The boats are brightly painted in shades of yellow, red, green and blue, and the bow is normally pointed with a pair of eyes. These eyes may be the modern survival of an ancient Phoenician custom (also practised by the ancient Greeks and Egyptians); they are referred to as the Eye of Horus or of Osiris. They are said to protect the fishermen while at sea.

In 2016, Prof. Anthony Aquilina from the University of Malta determined that there are some traditional rules that come into play when choosing the colour palette for a luzzu.

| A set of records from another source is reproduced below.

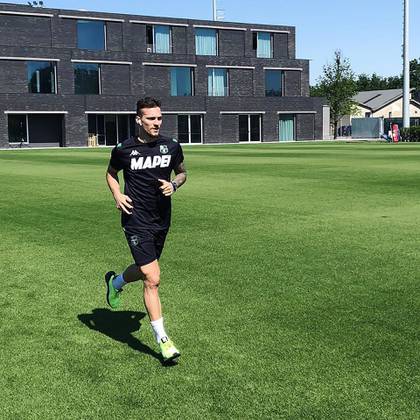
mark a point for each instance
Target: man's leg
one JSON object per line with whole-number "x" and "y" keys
{"x": 151, "y": 273}
{"x": 115, "y": 283}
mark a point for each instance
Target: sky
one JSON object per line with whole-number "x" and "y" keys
{"x": 368, "y": 32}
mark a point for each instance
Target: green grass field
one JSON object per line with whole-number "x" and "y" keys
{"x": 290, "y": 283}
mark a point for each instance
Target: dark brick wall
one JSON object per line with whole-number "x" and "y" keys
{"x": 64, "y": 33}
{"x": 179, "y": 40}
{"x": 280, "y": 47}
{"x": 240, "y": 82}
{"x": 16, "y": 84}
{"x": 25, "y": 31}
{"x": 231, "y": 43}
{"x": 123, "y": 84}
{"x": 170, "y": 125}
{"x": 115, "y": 79}
{"x": 157, "y": 81}
{"x": 229, "y": 126}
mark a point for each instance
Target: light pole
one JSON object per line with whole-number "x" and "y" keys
{"x": 406, "y": 68}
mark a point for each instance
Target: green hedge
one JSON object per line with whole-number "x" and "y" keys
{"x": 410, "y": 134}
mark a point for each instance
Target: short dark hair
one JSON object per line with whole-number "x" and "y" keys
{"x": 147, "y": 102}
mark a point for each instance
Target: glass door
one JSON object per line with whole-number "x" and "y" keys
{"x": 287, "y": 127}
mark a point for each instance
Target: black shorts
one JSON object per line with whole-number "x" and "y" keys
{"x": 146, "y": 246}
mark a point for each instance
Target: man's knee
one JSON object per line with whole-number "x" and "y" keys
{"x": 151, "y": 276}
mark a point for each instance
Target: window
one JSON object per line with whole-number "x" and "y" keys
{"x": 273, "y": 83}
{"x": 18, "y": 132}
{"x": 250, "y": 127}
{"x": 190, "y": 129}
{"x": 158, "y": 38}
{"x": 41, "y": 77}
{"x": 181, "y": 81}
{"x": 262, "y": 42}
{"x": 86, "y": 79}
{"x": 111, "y": 128}
{"x": 91, "y": 35}
{"x": 218, "y": 82}
{"x": 205, "y": 41}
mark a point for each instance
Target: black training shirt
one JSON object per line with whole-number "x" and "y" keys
{"x": 143, "y": 164}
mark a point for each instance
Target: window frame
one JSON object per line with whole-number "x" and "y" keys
{"x": 53, "y": 64}
{"x": 255, "y": 43}
{"x": 192, "y": 80}
{"x": 189, "y": 128}
{"x": 99, "y": 78}
{"x": 104, "y": 34}
{"x": 282, "y": 83}
{"x": 249, "y": 127}
{"x": 216, "y": 31}
{"x": 227, "y": 87}
{"x": 27, "y": 130}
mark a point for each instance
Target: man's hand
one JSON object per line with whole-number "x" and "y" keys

Whilst reddish brown or maroon was typically painted on the lower half of the boat to mark the waterline, the locality of a boat’s owner could be identified by the colour of its mustaċċ. The mustaċċ is the band above the lower half of the boat, shaped like a moustache, which gives the feature its name. A red mustaċċ would indicate that the boat came from St Paul’s Bay, for example. A lemon yellow indicated a boat from Msida or St Julian’s, whilst an ochre yellow one would identify the boat as hailing from the Marsaxlokk and Marsascala area. When a mustaċċ was painted black, it denoted mourning for a death in the family.

The town of Marsaxlokk is especially famous for the large numbers of luzzu and similar craft operating in its harbour. The luzzu is often considered a symbol of Malta.